Composition by Gloria Coates

The Symphony No. 1, Music on Open Strings, is a composition for string orchestra written between 1972 and 1974 by the American composer Gloria Coates. Its world premiere was held at the 1978 Warsaw Autumn festival where it was performed by the Polish Chamber Orchestra. The piece received wider recognition in 1980 when it became the first composition by a woman to be featured at the Musica Viva festival in Munich. The symphony is dedicated in memory of the Russian composer Alexander Tcherepnin, under whom Coates studied.

==Composition==
The symphony lasts about 17 minutes in performance and is cast in four movements:

As the title suggests, all of the parts are written on open strings. In the first movement "Theme and Transformation," the strings are tuned to B♭, C, D♭, F, and G♭—a minor pentatonic scale. The composer noted that "the open strings in mosaic outline a melodic phrase which becomes gradually transformed into a new sound complex."

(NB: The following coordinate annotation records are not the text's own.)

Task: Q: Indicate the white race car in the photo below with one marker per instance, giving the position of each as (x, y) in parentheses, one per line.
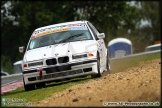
(62, 51)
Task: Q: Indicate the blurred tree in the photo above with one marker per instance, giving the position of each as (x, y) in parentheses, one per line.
(149, 33)
(21, 18)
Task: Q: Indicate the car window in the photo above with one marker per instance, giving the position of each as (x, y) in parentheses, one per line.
(93, 31)
(3, 74)
(57, 35)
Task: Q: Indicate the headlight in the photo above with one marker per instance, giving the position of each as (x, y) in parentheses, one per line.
(79, 56)
(25, 65)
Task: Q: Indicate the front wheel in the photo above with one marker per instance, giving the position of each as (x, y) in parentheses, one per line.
(98, 68)
(28, 87)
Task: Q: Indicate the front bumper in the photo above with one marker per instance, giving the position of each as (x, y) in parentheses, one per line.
(69, 70)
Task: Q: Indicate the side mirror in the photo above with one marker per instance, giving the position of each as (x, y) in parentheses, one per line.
(22, 49)
(101, 35)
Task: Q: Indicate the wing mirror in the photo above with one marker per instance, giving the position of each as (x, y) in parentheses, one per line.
(101, 35)
(22, 49)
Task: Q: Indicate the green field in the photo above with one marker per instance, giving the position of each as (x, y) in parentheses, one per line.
(117, 65)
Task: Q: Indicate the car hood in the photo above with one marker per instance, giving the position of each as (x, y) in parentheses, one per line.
(62, 49)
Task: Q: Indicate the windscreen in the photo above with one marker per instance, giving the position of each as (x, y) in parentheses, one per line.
(59, 34)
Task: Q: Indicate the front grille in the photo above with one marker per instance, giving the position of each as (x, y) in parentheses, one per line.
(51, 61)
(61, 74)
(79, 56)
(63, 59)
(35, 64)
(57, 69)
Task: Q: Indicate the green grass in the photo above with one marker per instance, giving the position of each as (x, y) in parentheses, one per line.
(42, 93)
(117, 65)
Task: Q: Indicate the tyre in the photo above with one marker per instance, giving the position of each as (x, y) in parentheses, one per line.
(28, 87)
(40, 85)
(98, 68)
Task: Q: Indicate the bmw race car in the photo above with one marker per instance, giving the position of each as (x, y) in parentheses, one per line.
(62, 51)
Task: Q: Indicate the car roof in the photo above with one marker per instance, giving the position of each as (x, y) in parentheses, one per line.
(60, 24)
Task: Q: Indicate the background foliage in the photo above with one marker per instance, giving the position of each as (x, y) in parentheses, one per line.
(115, 18)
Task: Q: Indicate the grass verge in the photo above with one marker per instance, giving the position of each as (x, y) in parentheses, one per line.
(117, 65)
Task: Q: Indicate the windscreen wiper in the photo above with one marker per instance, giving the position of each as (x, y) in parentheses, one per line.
(64, 40)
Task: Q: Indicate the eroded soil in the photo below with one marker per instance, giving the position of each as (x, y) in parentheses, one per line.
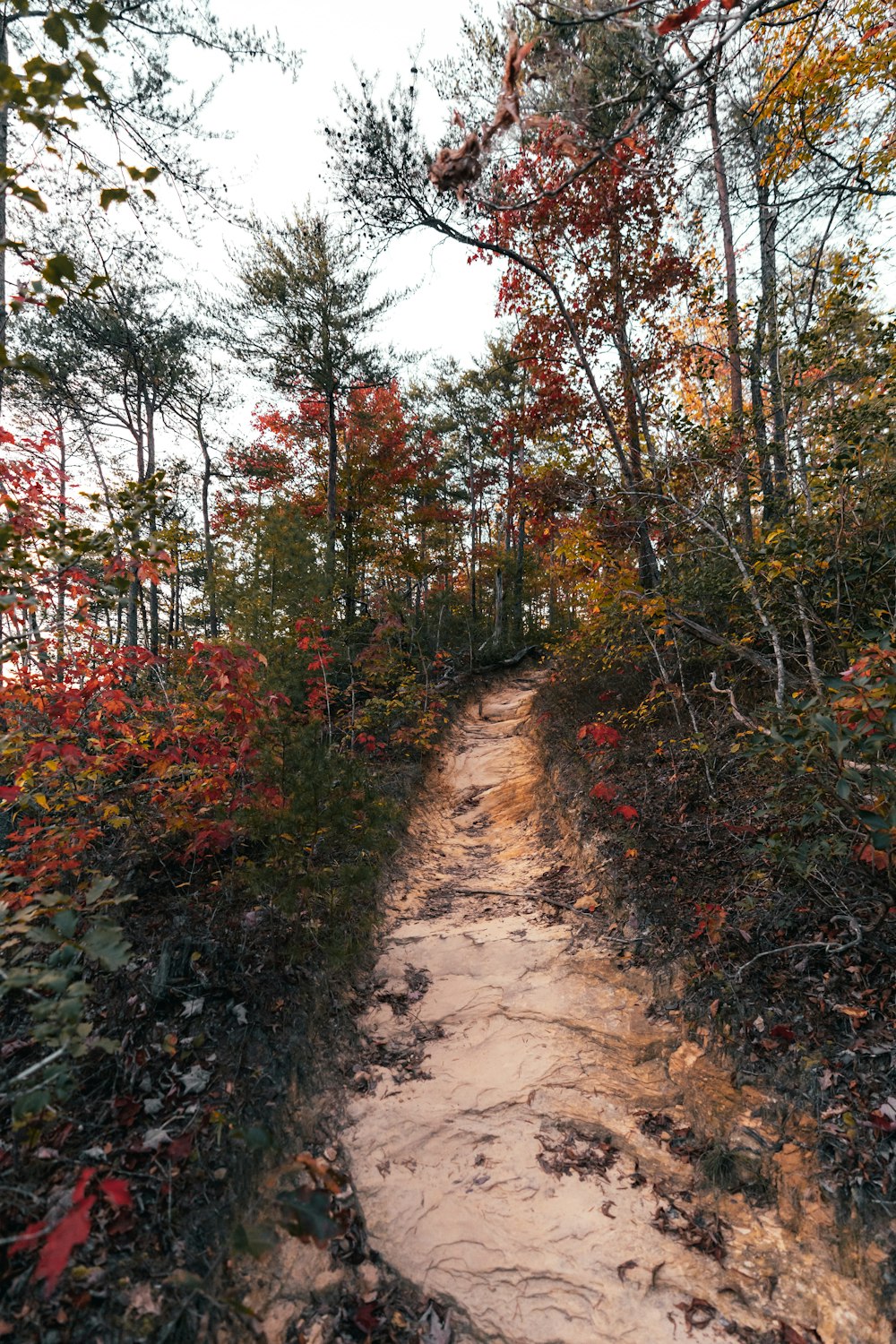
(527, 1144)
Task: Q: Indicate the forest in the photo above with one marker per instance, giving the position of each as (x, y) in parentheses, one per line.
(257, 561)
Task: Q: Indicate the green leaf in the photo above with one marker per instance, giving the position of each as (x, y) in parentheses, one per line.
(306, 1214)
(97, 16)
(58, 269)
(66, 922)
(105, 943)
(56, 30)
(254, 1239)
(30, 196)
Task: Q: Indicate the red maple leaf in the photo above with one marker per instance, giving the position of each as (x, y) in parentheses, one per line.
(626, 812)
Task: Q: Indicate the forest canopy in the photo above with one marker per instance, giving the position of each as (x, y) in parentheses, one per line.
(253, 551)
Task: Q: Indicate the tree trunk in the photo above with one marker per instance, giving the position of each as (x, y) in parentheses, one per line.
(153, 524)
(732, 314)
(769, 263)
(207, 539)
(473, 524)
(4, 156)
(61, 582)
(332, 465)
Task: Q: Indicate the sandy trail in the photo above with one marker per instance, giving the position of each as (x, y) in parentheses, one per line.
(500, 1037)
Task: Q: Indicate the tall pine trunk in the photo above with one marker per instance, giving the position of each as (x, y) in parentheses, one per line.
(732, 314)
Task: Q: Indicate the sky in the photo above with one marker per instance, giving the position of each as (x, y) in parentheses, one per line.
(274, 158)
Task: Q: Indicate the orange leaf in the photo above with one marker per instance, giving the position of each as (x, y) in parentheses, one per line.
(681, 16)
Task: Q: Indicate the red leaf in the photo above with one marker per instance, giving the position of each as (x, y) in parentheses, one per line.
(877, 859)
(681, 16)
(69, 1233)
(626, 812)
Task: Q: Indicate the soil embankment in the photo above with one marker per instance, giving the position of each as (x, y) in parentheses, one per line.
(528, 1147)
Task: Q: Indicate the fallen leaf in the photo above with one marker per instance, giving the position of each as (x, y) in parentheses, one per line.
(697, 1314)
(142, 1303)
(66, 1236)
(195, 1080)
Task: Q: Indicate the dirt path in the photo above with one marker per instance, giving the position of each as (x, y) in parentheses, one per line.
(498, 1153)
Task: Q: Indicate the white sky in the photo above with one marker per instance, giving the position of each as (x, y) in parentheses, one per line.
(276, 156)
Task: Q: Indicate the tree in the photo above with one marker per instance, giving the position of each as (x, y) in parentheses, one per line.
(308, 314)
(94, 81)
(113, 362)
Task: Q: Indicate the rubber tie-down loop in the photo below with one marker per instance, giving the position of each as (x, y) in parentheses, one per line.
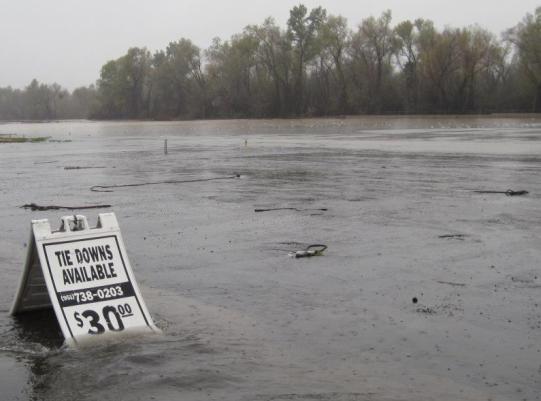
(311, 250)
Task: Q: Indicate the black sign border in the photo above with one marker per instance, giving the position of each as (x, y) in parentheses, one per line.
(87, 239)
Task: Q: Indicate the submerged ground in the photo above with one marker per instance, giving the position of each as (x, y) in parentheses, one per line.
(242, 320)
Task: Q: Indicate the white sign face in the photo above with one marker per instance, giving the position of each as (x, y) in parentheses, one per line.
(92, 285)
(88, 278)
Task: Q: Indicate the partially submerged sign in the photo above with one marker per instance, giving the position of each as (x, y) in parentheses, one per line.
(85, 275)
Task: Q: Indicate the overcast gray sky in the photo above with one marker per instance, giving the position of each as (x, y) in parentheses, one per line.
(67, 41)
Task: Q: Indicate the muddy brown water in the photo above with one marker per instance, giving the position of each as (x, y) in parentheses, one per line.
(241, 319)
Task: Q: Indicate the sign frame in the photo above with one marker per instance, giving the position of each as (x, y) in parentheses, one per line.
(40, 286)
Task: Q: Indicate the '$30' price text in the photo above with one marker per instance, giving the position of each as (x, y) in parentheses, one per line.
(112, 315)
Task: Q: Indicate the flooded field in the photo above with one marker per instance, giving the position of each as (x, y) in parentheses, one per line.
(242, 321)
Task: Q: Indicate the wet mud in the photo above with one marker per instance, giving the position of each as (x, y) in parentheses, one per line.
(244, 321)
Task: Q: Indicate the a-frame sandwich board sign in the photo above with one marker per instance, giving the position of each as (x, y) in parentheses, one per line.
(85, 275)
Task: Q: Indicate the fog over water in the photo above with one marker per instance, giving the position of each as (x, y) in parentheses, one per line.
(241, 319)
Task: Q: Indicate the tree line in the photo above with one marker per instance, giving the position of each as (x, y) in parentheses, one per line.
(316, 66)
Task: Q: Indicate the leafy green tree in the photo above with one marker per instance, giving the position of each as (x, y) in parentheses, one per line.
(526, 37)
(303, 30)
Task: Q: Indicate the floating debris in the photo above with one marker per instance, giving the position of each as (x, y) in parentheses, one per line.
(509, 192)
(311, 250)
(34, 207)
(451, 283)
(453, 236)
(82, 167)
(323, 209)
(109, 188)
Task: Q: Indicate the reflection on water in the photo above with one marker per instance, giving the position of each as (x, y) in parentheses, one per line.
(241, 320)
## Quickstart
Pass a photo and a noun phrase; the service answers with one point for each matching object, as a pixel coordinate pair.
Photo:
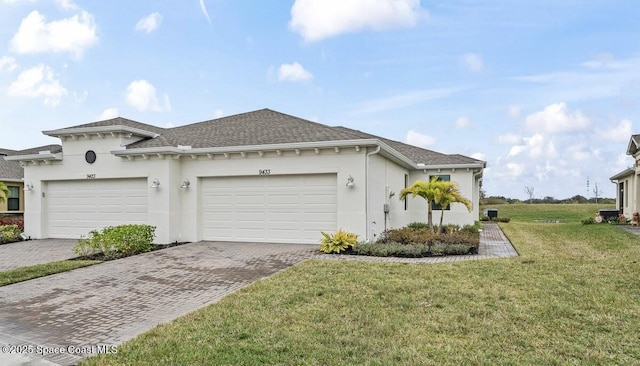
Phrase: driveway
(112, 302)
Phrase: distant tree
(529, 191)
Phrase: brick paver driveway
(112, 302)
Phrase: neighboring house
(11, 174)
(261, 176)
(628, 181)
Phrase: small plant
(9, 233)
(117, 241)
(338, 242)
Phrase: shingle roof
(267, 127)
(418, 154)
(11, 170)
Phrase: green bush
(418, 225)
(10, 233)
(338, 242)
(117, 241)
(589, 221)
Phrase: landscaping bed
(416, 240)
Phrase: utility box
(491, 213)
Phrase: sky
(546, 92)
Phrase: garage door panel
(287, 209)
(77, 207)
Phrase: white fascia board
(625, 173)
(46, 156)
(100, 129)
(246, 148)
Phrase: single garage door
(270, 209)
(77, 207)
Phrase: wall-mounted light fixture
(350, 182)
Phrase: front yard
(572, 297)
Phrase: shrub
(117, 241)
(10, 233)
(418, 225)
(338, 242)
(13, 221)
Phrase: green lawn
(572, 297)
(40, 270)
(569, 212)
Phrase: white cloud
(293, 72)
(144, 97)
(473, 62)
(621, 133)
(463, 122)
(509, 139)
(578, 152)
(71, 35)
(38, 81)
(554, 118)
(479, 156)
(149, 23)
(108, 113)
(405, 100)
(514, 111)
(319, 19)
(203, 8)
(418, 139)
(8, 63)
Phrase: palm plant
(428, 191)
(446, 194)
(4, 192)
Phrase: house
(260, 176)
(628, 181)
(11, 174)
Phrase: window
(13, 202)
(444, 178)
(406, 184)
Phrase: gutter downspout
(366, 202)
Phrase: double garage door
(271, 209)
(276, 209)
(77, 207)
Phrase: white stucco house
(628, 181)
(261, 176)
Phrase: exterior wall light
(350, 182)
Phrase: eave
(100, 131)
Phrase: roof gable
(634, 145)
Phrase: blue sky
(547, 92)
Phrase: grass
(40, 270)
(569, 212)
(572, 297)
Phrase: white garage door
(270, 209)
(77, 207)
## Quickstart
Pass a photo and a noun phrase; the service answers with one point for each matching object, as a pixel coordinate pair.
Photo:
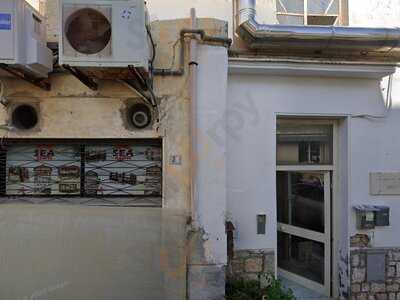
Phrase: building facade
(293, 143)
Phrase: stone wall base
(206, 282)
(252, 264)
(362, 288)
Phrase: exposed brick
(381, 297)
(355, 260)
(392, 287)
(395, 255)
(355, 288)
(269, 263)
(358, 275)
(365, 287)
(362, 296)
(378, 287)
(253, 265)
(391, 272)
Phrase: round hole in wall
(88, 31)
(140, 116)
(24, 117)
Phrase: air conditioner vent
(106, 34)
(88, 31)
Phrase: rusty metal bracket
(82, 77)
(42, 83)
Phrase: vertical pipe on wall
(193, 120)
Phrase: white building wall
(254, 102)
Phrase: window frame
(338, 22)
(82, 197)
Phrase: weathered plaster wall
(52, 245)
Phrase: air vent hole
(88, 31)
(140, 116)
(24, 117)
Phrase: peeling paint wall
(78, 249)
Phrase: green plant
(242, 289)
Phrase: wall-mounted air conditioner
(104, 33)
(23, 39)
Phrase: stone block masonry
(252, 264)
(387, 289)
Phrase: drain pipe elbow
(246, 11)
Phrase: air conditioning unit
(23, 39)
(104, 33)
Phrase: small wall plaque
(385, 183)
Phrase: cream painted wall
(34, 3)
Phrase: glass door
(304, 231)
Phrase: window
(309, 12)
(304, 144)
(118, 169)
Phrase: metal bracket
(42, 83)
(82, 77)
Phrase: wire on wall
(388, 103)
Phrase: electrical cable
(388, 103)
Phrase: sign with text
(385, 183)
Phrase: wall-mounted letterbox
(369, 216)
(382, 216)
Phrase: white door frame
(324, 238)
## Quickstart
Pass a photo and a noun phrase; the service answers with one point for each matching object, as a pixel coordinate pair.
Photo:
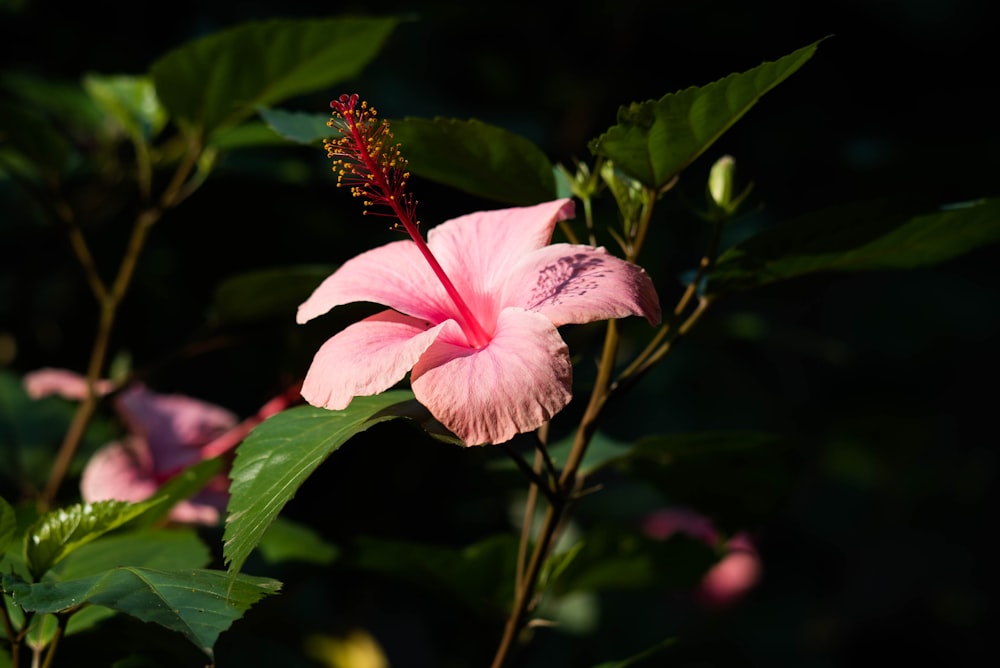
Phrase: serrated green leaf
(216, 81)
(131, 101)
(163, 549)
(8, 524)
(277, 457)
(200, 604)
(654, 140)
(297, 126)
(267, 293)
(477, 158)
(58, 533)
(856, 237)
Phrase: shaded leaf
(131, 101)
(221, 79)
(299, 127)
(648, 653)
(200, 604)
(277, 457)
(285, 540)
(477, 158)
(267, 293)
(857, 237)
(654, 140)
(618, 558)
(737, 478)
(56, 534)
(8, 524)
(478, 576)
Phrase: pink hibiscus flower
(496, 367)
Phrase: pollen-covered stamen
(366, 160)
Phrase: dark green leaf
(617, 558)
(297, 126)
(478, 158)
(182, 486)
(479, 576)
(201, 604)
(641, 656)
(267, 293)
(285, 540)
(131, 101)
(58, 533)
(219, 80)
(857, 237)
(278, 456)
(173, 549)
(8, 524)
(735, 478)
(654, 140)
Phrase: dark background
(878, 552)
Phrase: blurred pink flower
(496, 368)
(166, 433)
(736, 573)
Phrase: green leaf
(219, 80)
(200, 604)
(58, 533)
(856, 237)
(267, 293)
(477, 158)
(476, 576)
(648, 653)
(182, 486)
(614, 558)
(172, 549)
(131, 101)
(8, 524)
(654, 140)
(285, 540)
(277, 457)
(297, 126)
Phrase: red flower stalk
(368, 162)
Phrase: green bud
(720, 182)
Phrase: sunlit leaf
(221, 79)
(857, 237)
(58, 533)
(654, 140)
(477, 158)
(277, 457)
(131, 101)
(200, 604)
(267, 293)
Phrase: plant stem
(109, 299)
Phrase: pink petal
(175, 426)
(115, 472)
(394, 275)
(67, 384)
(368, 357)
(513, 385)
(579, 284)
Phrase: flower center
(375, 170)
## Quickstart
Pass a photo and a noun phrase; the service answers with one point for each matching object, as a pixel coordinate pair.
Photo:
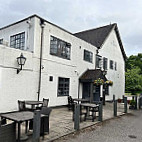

In the third movement "Scordatura," the strings are gradually retuned during performance back to the standard tuning of C, D, E, G, and A, resulting in a series of passing microtonalities. The last movement "Refracted Mirror Canon for Fourteen Lines" features a series of glissandi in a refracted mirror canon, about which Coates wrote, "The lines are in perpetual motion through the microtones building in quartet tones to the resolution, which is the square root of the sum total of the parts."

==Reception==
Music on Open Strings was the first piece to bring Coates widespread recognition. Ken Walton of The Scotsman described the symphony as "momentous" and wrote, "Its tune-as-you-go third movement, 'Scordatura,' bore an unsettling fascination, like a mind-altering substance in musical manifestation." Michael Oliver of Gramophone similarly wrote that the symphony "clearly demonstrates her generation of complexity (but a complexity that you feel is always explicable) from simplicity."